Configuring tenants in ACI
Like many networking platforms Cisco ACI offers the ability to have multiple tenants. A tenant is generally a container that allows you to keep resources isolated. For example I might have tenants for dev and prod or I might have separate tenants for each department in my company. Usually public cloud providers will have a tenant for each of its customers. It's a security construct that allows you to basically keep things separated.

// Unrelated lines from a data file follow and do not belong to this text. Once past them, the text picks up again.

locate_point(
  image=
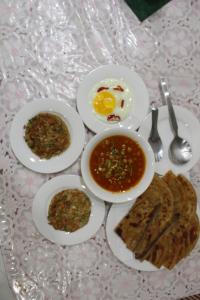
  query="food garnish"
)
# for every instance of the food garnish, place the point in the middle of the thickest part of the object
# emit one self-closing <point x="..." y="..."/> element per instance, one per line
<point x="118" y="88"/>
<point x="109" y="98"/>
<point x="102" y="88"/>
<point x="47" y="135"/>
<point x="69" y="210"/>
<point x="117" y="163"/>
<point x="113" y="117"/>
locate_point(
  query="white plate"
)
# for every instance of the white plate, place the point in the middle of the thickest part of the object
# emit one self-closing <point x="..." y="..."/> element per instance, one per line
<point x="189" y="128"/>
<point x="40" y="211"/>
<point x="140" y="103"/>
<point x="116" y="214"/>
<point x="59" y="162"/>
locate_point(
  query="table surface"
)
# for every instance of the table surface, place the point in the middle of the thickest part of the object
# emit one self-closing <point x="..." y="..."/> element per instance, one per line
<point x="46" y="49"/>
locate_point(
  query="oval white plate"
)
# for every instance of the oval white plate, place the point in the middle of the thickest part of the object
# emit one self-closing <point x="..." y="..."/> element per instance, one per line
<point x="140" y="104"/>
<point x="189" y="128"/>
<point x="133" y="192"/>
<point x="59" y="162"/>
<point x="41" y="204"/>
<point x="116" y="213"/>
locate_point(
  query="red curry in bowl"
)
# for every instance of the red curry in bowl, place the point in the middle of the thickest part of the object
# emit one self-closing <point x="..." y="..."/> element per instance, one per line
<point x="117" y="163"/>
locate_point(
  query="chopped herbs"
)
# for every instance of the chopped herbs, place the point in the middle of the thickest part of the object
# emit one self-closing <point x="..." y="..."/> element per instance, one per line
<point x="47" y="135"/>
<point x="69" y="210"/>
<point x="117" y="163"/>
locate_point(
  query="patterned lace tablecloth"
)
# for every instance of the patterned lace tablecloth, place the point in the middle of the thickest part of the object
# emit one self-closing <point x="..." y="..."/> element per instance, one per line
<point x="46" y="49"/>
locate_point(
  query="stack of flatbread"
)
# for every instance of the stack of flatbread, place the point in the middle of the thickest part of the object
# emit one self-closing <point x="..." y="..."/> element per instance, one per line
<point x="162" y="226"/>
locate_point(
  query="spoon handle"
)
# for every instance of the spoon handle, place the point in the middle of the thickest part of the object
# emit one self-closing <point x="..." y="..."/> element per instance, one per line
<point x="154" y="130"/>
<point x="172" y="115"/>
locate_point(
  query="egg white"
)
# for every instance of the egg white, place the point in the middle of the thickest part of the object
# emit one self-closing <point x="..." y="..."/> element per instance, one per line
<point x="125" y="95"/>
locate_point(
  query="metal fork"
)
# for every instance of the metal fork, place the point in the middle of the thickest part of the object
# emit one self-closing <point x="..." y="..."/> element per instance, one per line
<point x="154" y="138"/>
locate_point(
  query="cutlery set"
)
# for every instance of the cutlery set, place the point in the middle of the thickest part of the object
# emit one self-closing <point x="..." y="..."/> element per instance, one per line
<point x="180" y="151"/>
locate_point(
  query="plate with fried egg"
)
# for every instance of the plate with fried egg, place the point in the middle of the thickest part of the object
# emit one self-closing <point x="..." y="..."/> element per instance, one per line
<point x="112" y="96"/>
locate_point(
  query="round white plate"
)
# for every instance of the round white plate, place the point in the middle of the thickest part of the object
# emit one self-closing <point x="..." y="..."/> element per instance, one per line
<point x="59" y="162"/>
<point x="41" y="204"/>
<point x="189" y="128"/>
<point x="116" y="213"/>
<point x="140" y="104"/>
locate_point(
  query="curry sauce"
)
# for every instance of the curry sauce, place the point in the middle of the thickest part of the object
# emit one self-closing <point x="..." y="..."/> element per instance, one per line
<point x="117" y="163"/>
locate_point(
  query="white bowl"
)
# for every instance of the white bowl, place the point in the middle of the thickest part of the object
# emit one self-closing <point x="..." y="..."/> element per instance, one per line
<point x="134" y="192"/>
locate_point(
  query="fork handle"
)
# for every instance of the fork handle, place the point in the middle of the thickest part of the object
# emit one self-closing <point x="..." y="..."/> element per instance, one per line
<point x="154" y="130"/>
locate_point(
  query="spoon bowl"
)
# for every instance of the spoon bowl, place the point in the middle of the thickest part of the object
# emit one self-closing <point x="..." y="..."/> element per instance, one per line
<point x="180" y="151"/>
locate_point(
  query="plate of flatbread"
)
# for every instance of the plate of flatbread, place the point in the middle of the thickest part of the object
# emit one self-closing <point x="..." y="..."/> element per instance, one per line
<point x="159" y="228"/>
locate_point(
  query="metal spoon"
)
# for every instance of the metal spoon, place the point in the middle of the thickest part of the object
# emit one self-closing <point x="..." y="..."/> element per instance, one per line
<point x="154" y="138"/>
<point x="180" y="151"/>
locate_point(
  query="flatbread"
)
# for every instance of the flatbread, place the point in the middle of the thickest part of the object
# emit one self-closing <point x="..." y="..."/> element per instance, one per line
<point x="143" y="228"/>
<point x="176" y="244"/>
<point x="133" y="225"/>
<point x="189" y="199"/>
<point x="185" y="199"/>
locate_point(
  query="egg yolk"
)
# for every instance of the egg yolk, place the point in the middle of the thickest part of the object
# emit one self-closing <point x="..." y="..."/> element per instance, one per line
<point x="104" y="103"/>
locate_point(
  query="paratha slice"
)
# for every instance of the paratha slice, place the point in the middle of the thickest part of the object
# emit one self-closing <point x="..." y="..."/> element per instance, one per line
<point x="189" y="199"/>
<point x="176" y="244"/>
<point x="175" y="186"/>
<point x="162" y="219"/>
<point x="132" y="226"/>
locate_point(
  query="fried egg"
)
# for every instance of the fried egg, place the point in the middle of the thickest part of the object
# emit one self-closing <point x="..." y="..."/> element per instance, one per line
<point x="111" y="100"/>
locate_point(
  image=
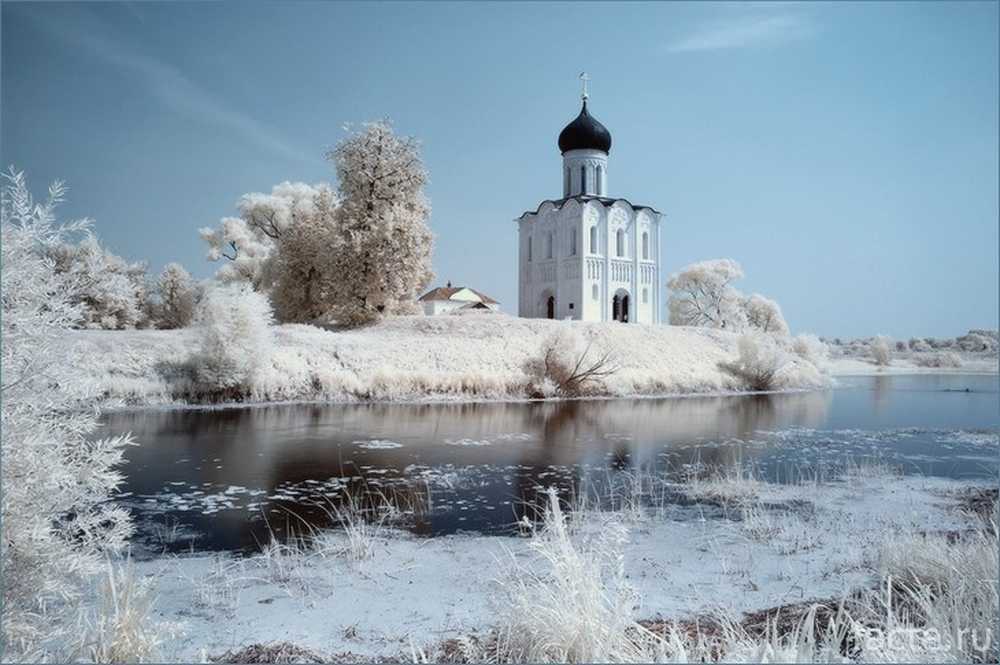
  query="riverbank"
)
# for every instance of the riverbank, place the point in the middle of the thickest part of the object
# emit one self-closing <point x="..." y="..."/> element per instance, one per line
<point x="462" y="358"/>
<point x="762" y="546"/>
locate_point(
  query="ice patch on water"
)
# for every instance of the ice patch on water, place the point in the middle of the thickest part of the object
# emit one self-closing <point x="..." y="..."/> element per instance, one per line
<point x="377" y="444"/>
<point x="468" y="442"/>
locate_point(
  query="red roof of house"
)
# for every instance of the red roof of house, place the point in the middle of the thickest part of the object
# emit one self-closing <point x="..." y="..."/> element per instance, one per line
<point x="446" y="292"/>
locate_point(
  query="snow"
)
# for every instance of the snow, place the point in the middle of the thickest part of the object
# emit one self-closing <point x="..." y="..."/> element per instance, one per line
<point x="855" y="366"/>
<point x="417" y="358"/>
<point x="822" y="541"/>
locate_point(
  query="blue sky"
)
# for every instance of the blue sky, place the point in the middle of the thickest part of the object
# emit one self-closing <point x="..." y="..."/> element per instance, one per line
<point x="845" y="154"/>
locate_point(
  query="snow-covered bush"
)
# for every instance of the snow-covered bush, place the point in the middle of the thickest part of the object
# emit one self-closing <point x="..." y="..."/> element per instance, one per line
<point x="177" y="295"/>
<point x="566" y="366"/>
<point x="384" y="259"/>
<point x="234" y="327"/>
<point x="576" y="605"/>
<point x="764" y="314"/>
<point x="57" y="523"/>
<point x="975" y="341"/>
<point x="760" y="361"/>
<point x="810" y="348"/>
<point x="938" y="359"/>
<point x="702" y="295"/>
<point x="880" y="351"/>
<point x="111" y="290"/>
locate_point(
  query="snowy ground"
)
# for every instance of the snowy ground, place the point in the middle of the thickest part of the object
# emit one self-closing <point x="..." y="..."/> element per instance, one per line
<point x="796" y="543"/>
<point x="417" y="358"/>
<point x="859" y="366"/>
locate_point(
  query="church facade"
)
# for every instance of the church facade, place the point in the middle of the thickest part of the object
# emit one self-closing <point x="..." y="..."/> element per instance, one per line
<point x="589" y="256"/>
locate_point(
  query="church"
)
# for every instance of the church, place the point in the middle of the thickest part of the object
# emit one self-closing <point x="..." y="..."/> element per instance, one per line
<point x="589" y="256"/>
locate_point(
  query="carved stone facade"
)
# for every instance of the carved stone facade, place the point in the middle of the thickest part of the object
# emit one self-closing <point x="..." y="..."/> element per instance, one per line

In this blog I'll go through creating a tenant using the ACI APIC GUI.
1. Login to the ACI APIC GUI
2. Click on Tenants from the menu bar.
3. Click on Add Tenant from the sub menu bar
4. in Step 1 of the Add Tenant wizard give it a Name, optional Description, ptional Tag, optional Monitoring Policy, and a Security Domain.
5. We can then click Finish and we'll have a brand new Tenant which we'll see up in the sub-menu bar.
As shown in the picture after Step 4 I chose the "all" security domain. "All" is a default security domain. However, I can add other security domains and isolate them even more. These security domains tell me which users have access to that particular tenant. So, if I had created a security domain for Production, given users roles, and attached them to that security domain then I might want to choose my Production security domain instead of "All."
We can also use this wizard to create a network for this tenant if we click Next instead of Finish, but I'll save that for the next blog.